West Coast Environmental Law in Vancouver has raised concerns over potential loopholes in the new measures. The environmental lawyers group says a cruise ship is allowed to dump greywater and sewage within three miles of shore using a marine sanitation device if there are no onshore reception facilities available during the intended voyage.

“For example, in the Great Bear Sea, where Canada’s first marine protected area network is being implemented, there are many narrow passage ways and remote areas where the loopholes in this order may permit cruise ships to dump close to shore,” the law group wrote in a statement. “We also worry that because Canada does not require third party monitors on vessels to observe, it will be very difficult to enforce this order, especially in remote areas.”

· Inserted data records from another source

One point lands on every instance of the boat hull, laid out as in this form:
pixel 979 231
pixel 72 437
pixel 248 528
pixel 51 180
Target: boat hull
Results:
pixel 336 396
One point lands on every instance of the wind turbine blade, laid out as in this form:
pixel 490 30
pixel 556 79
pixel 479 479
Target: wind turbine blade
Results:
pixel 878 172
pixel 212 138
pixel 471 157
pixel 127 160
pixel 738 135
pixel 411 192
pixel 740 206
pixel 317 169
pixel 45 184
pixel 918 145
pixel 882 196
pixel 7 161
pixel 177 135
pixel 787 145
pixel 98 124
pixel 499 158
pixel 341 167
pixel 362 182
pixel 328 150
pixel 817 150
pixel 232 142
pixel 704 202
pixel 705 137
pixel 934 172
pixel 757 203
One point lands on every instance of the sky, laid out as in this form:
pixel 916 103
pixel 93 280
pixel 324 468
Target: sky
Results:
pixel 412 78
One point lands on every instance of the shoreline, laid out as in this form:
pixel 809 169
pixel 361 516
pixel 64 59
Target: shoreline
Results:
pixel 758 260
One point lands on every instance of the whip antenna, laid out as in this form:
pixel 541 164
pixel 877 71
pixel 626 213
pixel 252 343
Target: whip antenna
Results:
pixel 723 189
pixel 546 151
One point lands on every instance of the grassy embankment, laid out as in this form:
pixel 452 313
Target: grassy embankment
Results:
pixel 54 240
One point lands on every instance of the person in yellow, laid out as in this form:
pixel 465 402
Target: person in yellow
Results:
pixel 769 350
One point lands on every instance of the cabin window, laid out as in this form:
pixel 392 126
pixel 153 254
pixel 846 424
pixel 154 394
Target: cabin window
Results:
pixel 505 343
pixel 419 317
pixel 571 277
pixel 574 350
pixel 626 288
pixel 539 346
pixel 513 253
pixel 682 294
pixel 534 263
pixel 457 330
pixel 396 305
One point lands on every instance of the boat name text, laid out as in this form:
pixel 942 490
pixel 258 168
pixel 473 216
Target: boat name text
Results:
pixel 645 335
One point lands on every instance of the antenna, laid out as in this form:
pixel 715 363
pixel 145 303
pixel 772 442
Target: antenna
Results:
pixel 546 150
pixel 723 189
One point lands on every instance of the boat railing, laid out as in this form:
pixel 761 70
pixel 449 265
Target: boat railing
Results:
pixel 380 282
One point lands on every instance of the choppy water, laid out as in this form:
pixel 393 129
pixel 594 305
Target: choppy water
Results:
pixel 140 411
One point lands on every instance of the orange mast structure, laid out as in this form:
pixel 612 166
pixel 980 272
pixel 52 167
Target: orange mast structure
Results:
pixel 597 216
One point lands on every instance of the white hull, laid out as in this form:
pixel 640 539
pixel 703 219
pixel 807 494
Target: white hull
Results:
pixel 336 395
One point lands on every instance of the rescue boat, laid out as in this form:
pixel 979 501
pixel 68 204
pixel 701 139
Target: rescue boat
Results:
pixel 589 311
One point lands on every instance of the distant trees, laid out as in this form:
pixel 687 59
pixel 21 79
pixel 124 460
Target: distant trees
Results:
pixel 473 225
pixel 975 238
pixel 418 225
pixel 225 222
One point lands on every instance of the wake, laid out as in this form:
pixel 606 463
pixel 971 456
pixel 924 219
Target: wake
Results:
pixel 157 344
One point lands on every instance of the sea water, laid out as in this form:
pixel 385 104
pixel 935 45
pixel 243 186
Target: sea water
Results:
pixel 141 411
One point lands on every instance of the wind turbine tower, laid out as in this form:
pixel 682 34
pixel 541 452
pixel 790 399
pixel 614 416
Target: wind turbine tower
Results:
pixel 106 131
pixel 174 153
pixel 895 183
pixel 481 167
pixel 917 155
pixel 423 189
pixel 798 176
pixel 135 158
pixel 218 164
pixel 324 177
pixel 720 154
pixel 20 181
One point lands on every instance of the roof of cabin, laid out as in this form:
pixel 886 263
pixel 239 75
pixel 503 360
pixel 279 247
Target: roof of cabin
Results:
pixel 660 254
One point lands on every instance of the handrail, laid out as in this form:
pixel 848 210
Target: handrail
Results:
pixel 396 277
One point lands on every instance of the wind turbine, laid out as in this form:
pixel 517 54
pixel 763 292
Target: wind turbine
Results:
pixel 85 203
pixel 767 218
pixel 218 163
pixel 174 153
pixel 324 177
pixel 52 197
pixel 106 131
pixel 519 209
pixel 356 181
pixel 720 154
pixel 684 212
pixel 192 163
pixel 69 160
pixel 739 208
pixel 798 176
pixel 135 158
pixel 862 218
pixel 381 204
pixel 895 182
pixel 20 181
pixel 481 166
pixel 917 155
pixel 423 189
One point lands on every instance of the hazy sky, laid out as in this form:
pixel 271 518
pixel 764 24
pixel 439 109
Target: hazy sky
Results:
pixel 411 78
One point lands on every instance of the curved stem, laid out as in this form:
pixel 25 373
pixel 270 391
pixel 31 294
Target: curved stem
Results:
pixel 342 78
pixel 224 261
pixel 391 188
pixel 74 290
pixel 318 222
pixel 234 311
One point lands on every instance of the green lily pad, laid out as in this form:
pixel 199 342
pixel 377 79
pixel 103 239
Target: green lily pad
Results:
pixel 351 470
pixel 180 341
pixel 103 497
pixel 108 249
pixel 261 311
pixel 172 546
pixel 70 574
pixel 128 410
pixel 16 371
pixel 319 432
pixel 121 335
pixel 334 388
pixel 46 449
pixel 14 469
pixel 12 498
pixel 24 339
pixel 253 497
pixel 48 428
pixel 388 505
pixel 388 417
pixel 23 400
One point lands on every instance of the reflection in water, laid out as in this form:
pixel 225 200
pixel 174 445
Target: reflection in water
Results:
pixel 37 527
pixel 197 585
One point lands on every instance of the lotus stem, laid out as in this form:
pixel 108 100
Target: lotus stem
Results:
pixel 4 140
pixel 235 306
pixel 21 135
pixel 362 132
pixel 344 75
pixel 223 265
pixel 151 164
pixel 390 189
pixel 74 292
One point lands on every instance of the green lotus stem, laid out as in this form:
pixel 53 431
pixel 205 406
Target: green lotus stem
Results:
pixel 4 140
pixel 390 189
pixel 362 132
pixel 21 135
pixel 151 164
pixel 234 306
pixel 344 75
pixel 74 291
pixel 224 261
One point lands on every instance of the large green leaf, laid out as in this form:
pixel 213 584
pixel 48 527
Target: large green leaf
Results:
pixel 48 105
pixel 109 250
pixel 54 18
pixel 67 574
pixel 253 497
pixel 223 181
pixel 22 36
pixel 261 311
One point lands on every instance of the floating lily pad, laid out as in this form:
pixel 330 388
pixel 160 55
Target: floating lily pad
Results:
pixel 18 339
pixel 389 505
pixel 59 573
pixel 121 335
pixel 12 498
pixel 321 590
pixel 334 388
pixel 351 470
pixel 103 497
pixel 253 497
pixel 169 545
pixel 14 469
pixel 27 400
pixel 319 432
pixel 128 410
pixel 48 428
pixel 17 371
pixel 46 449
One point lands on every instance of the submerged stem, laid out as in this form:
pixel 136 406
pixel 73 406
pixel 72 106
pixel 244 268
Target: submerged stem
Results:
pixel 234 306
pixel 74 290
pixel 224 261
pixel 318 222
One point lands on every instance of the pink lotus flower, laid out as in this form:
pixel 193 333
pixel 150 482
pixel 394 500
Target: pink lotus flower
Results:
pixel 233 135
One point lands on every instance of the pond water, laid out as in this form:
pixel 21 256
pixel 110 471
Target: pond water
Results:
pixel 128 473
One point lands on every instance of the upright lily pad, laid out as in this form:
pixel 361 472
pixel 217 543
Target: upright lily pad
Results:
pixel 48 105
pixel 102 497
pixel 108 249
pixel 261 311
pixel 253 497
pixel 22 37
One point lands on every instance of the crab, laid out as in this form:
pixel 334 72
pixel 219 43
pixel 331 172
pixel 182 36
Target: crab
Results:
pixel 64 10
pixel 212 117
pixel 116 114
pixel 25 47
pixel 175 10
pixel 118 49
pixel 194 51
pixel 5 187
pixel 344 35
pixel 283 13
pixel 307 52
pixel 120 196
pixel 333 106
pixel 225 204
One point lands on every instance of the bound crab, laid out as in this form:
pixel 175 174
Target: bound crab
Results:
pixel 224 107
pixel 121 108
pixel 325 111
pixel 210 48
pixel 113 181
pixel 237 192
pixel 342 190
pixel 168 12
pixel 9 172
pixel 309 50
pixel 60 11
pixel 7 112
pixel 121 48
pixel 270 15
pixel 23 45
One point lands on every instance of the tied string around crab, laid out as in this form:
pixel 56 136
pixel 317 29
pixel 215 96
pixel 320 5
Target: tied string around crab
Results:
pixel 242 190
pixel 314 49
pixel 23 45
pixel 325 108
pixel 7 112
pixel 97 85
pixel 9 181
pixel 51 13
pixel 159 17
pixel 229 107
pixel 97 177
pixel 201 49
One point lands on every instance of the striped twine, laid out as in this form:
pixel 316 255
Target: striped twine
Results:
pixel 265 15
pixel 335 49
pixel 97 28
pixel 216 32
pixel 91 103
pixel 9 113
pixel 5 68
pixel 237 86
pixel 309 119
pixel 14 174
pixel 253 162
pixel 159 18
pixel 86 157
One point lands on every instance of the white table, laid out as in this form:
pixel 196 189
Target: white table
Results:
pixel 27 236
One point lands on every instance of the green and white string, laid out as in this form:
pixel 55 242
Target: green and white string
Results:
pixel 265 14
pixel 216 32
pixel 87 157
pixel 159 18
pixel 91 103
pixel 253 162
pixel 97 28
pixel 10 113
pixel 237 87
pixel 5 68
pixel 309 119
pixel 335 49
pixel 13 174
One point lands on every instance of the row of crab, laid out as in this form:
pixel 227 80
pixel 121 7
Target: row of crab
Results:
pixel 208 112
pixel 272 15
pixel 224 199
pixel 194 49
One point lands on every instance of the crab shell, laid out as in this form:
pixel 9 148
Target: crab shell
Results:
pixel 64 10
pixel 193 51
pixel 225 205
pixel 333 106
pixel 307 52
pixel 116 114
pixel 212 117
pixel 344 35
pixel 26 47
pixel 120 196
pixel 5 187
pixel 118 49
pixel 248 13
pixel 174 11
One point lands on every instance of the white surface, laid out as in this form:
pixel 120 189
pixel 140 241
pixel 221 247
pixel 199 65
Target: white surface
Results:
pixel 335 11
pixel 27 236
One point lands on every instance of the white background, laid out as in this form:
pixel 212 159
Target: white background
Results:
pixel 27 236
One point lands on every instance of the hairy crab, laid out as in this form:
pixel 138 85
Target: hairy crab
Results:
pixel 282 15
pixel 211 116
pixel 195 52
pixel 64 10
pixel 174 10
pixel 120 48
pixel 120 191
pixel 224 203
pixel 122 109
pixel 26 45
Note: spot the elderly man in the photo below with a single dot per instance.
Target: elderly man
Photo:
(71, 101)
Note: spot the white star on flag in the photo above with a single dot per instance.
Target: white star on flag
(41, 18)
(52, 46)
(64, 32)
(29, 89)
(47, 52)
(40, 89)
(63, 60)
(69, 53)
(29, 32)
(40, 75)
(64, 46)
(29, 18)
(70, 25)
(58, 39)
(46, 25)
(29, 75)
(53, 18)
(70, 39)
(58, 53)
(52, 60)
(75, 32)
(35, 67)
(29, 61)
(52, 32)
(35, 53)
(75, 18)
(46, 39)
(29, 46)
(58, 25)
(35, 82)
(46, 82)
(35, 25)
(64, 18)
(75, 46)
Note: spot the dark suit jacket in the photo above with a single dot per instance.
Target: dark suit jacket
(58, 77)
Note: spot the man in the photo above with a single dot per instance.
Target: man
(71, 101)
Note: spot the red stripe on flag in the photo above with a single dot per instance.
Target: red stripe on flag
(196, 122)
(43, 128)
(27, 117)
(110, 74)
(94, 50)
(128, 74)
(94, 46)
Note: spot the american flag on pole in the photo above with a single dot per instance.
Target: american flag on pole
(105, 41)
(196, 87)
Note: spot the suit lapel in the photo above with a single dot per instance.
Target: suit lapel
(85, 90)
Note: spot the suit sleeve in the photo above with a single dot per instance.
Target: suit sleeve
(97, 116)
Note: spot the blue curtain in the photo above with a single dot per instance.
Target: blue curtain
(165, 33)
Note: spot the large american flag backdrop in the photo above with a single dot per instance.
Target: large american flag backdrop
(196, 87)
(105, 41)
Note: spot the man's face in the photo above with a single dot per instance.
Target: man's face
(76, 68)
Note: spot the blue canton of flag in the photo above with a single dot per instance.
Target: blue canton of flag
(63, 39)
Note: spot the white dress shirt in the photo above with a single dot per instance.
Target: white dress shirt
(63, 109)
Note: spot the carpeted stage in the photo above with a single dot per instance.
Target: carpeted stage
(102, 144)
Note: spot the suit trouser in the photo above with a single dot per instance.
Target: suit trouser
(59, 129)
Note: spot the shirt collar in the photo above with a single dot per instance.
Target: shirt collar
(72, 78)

The new measures do exceed the current Canadian regulations aligned with international standards from the International Maritime Organization and complement mandatory requirements in place through the Vessel Pollution and Dangerous Chemicals Regulations.

The Transport Canada measures will also be supported by periodic reporting by the cruise operators to assess levels of compliance. These reports will be made public and the information from them will support a future regulatory approach to controlling discharge of greywater and blackwater in Canadian waters, according to Transport Canada. 

These measures are being implemented by an Interim Order, which has the same effect as a regulation, but allows for action to be taken immediately while the process for making the regulations mandatory for the longer term is being implemented.